P&G’s not alone: Church & Dwight Co., the maker of Arm & Hammer baking soda and Trojan condoms, also told event participants that trucking costs are “headwinds that we have to overcome.”
This isn’t a new pressure -- P&G already raised prices last year on some products, and said last month that it’s still too early to say what its pricing strategy will be in 2019. Church & Dwight, meanwhile, said it raised prices for products like cat litter, baking soda and carpet deodorizers last quarter. But the companies’ latest statements on the topic show the dynamic isn’t going away.
It’s unclear how much consumers will end up paying as increases persist.
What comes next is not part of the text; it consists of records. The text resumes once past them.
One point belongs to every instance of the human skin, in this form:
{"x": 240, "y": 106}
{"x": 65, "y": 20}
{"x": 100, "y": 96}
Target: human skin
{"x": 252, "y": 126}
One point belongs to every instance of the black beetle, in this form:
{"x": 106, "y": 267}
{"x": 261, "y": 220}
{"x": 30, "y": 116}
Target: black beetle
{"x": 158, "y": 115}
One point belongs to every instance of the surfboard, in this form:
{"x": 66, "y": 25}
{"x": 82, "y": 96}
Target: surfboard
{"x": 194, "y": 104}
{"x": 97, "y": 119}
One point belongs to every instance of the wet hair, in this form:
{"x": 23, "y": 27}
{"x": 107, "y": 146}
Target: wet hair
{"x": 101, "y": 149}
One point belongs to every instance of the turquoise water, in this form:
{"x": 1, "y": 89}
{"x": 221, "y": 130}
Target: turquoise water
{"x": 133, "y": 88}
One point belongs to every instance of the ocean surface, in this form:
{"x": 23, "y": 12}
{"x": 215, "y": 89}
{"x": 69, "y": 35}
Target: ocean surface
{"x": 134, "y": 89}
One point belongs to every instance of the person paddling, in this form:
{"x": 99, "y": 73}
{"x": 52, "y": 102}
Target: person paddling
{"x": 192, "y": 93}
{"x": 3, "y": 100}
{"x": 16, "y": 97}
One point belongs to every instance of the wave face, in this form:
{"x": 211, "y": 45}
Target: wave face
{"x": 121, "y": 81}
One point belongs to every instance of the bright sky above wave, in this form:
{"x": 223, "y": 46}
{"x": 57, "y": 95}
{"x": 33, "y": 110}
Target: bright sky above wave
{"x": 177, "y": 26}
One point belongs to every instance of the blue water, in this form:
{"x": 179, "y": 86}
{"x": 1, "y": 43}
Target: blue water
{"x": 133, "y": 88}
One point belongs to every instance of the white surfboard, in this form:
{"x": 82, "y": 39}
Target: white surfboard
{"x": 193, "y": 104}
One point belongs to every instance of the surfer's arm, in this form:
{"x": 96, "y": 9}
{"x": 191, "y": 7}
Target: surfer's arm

It’s possible the impact will be limited, said Andrew Cosgrove, lead consumer analyst at EY, because companies aren’t confident that people will pay more.
“There’s so much competitive activity, and retail pressures,” he said.
The growth in broader U.S. trucking rates is down from the torrid pace of late 2017 and early 2018, according to data from consulting firm FTR.
Companies that have high U.S. exposure and don’t own their distribution networks are the most impacted by the trend, according to a report last year from Sanford C. Bernstein & Co.’s Ali Dibadj and Ian Gordon. Among household and personal products companies, that could mean Church & Dwight and Clorox are most exposed, they said.
Industry regulations, such as limitations on truckers’ working hours, and increased labor costs are behind the rise in trucking rates, which started in late 2017, Dibadj said. “We are seeing some stabilization in costs right now, although the pressure remains,” he added.
The problem is widespread across the consumer landscape: Coca-Cola Co., PepsiCo Inc. and restaurant operaters such as Yum! Brands Inc. are also being affected, according to recent quarterly reports. It’s also spreading to rail, where freight costs are set to increase above the rate of inflation, according to Bloomberg Intelligence analyst Lee Klaskow.
Still, companies are better positioned to deal with the issue now than they were when prices first surged, said Brittany Weissman, an analyst at Edward Jones.
“Last year, the higher transportation costs caught a number of companies off guard versus this year, they were expected,” she said. “Plus, many companies have the benefit of price increases to help offset input cost like higher transportation cost.”